By David in TN
wednesday, june 21, 2023 at 6:19:00 p.m. edt
TCM is showing The Naked City (1948) Friday morning at 9:30 a.m. et. Although grouped in the Noir canon, it was the first police procedural, and spawned a series of pseudo-documentary crime pictures. It had tropes such as the veteran detective (Barry Fitzgerald) and the young partner (Don Taylor), which became standard.
The Naked City was filmed in the summer of 1947 in New York City, and is a time capsule of how it looked and the demographics. The story is supposed to be “dark,” but as in many films of the period, late 1940s New York City looks very civilized.
Mark Hellinger, the producer, narrated with the most famous line, (“There are eight million stories in the Naked City. This has been one of them”). Hellinger died at 44, of a heart attack, right after seeing the final cut.
Some film historians and reviewers have said the climax takes place on the Brooklyn Bridge, but there is a sign reading “Williamsburg Bridge.”

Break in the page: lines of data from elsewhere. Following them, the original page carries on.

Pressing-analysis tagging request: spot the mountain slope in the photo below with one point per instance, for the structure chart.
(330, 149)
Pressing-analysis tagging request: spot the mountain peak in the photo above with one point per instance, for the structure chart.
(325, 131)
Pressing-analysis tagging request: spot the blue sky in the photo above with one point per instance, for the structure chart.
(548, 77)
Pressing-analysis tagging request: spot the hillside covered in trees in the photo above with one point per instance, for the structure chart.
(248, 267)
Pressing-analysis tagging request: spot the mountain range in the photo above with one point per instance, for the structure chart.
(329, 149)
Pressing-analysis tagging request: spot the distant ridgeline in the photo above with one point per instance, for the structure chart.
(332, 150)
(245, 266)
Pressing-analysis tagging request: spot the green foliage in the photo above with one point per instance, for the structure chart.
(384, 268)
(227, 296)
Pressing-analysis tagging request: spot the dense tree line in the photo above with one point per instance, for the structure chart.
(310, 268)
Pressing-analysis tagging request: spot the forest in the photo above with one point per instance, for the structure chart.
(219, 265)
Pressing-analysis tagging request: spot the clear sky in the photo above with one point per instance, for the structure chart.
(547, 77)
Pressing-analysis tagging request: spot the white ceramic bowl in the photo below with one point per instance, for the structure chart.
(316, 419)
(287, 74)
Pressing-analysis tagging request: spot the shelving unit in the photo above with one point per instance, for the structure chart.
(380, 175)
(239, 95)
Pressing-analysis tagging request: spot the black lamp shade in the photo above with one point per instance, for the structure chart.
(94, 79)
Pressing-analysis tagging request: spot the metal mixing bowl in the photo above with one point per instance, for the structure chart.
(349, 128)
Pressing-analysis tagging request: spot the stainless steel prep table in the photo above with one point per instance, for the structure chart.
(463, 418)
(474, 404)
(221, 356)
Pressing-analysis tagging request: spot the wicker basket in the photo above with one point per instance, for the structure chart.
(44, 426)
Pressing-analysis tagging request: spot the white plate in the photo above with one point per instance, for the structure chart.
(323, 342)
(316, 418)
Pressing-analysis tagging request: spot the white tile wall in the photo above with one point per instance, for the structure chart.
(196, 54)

N.S.: Since the best crime pictures TCM broadcasts are rarely programmed by Red Eddie Muller, I see only two possible, complementary explanations for this practice: Out of his own aesthetic and moral perfidy, Muller deliberately schedules bad or mediocre movies, and/or someone at Turner makes a point of compensating for Muller’s bad taste, by scheduling great crime pictures for slots that Muller does not control. Thus, you see pictures like Raoul Walsh’s gangster masterpiece, The Roaring 20’s (1939), John Boorman’s classic neo-noir (post-1960), Point Blank (1967), William Friedkin’s The French Connection (1971) and The Naked City under the auspices of a different, nameless producer, who surely gets paid a fraction of what Red Eddie gets.